Sucinto ao desvendar a realidade da obstinada Shanté, Roxanne Roxanne é igualmente denso ao mostrar uma jovem mulher repetindo os erros da sua progenitora. Diante do seu despreparo para lidar com o precoce sucesso, o roteiro é perspicaz ao capturar a face mais frágil do mundo do showbiz, ao revelar a diluição de estreitos vínculos, as rixas por ego, a crescente solidão e o seu ingênuo modo de fazer negócio. Embora subaproveite alguns promissores arcos, a sincera relação entre Roxanne e o segurança Antwan (Germar Terrell Gardner), por exemplo, é desastradamente esquecida, Michael Larnell é astuto ao fazer uso do poder de sugestão, se distanciando das explicações óbvias ao questionar a honestidade e as verdadeiras intenções daqueles que a cercavam. Um assunto que ganha uma abordagem ainda mais íntima no que diz respeito ao seu romance com o dúbio Cross (Mahershala Ali). Mesmo limitado pelo texto, que pesa a mão em alguns momentos de maneira descuidada, o diretor sintetiza a realidade de muitas mulheres ao mostrar a influência sedutora deste homem sobre Roxanne, preparando o terreno para um drama familiar infelizmente reconhecível aos olhos de muitas mulheres. Na verdade, por mais que a trama seja ambientada nos anos 1980, Larnel realça a universalidade do tema ao expor as sequelas de um relacionamento abusivo, um retrato desconfortável potencializado pelos seus imersivos planos fechados e pela sensação de caos conseguida pelo uso da câmera da mão. Dinâmico, o longa é perspicaz ao revelar o círculo vicioso acontecendo, ao expor os contrastes, a violência e o machismo enfrentado pela mulher por trás da cantora. Tal mãe, tal filha. A sequência de virada na trama, em especial, é inteligentíssima, uma correlação afiada que surge como um alerta para a juventude atual. Em franca ascensão dentro de Hollywood, Mahershala Ali contorna a unidimensionalidade do seu Cross ao criar uma figura realmente magnética, um homem de passado nebuloso que, por trás da sua casca gangsta, esconde um olhar ora humano, ora odioso. Uma interpretação bem mais complexa que o roteiro parecia exigir. Num todo, aliás, o argumento peca pelos problemas de acabamento, se contentando com pouco ao, por diversas vezes, esnobar os dilemas dos personagens secundários, vide a ótima melhor amiga vivida por Shenell Edmonds e a sua rival interpretada por Cheryse Dyllan. Duas figuras que, em poucas cenas, fizeram o bastante para merecer um maior tempo de tela. 

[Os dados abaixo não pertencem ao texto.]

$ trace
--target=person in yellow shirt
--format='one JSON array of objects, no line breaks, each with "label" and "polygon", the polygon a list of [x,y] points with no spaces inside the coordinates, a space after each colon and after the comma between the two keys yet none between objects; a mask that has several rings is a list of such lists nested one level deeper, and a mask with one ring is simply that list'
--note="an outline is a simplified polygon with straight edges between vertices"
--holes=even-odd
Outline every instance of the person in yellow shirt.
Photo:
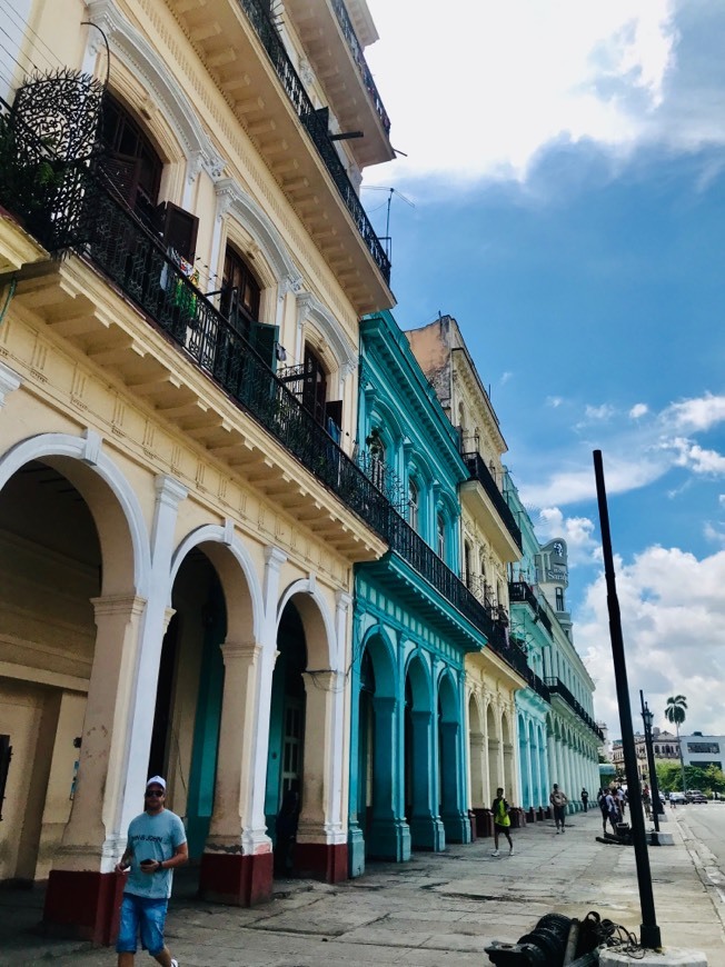
[{"label": "person in yellow shirt", "polygon": [[510,806],[504,799],[504,790],[496,789],[496,798],[494,799],[494,805],[491,806],[494,813],[494,851],[491,856],[500,856],[500,850],[498,848],[498,837],[503,833],[506,839],[508,839],[508,855],[514,855],[514,840],[512,839],[510,828],[512,828],[512,817],[508,815],[510,813]]}]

Embalado por enérgicos números musicais, encarados com gana por Chanté Adams, Roxanne Roxanne transforma a jornada de Roxanne Shanté num grito de alerta feminino e realístico. Mais do que simplesmente reproduzir os fatos, Michael Larnell é ágil transitar por temas naturalmente espinhosos, capturando a essência da cantora que dá título ao longa ao expor a sua verdade sob um prisma urbano e feroz, tal qual as suas afiadas rimas.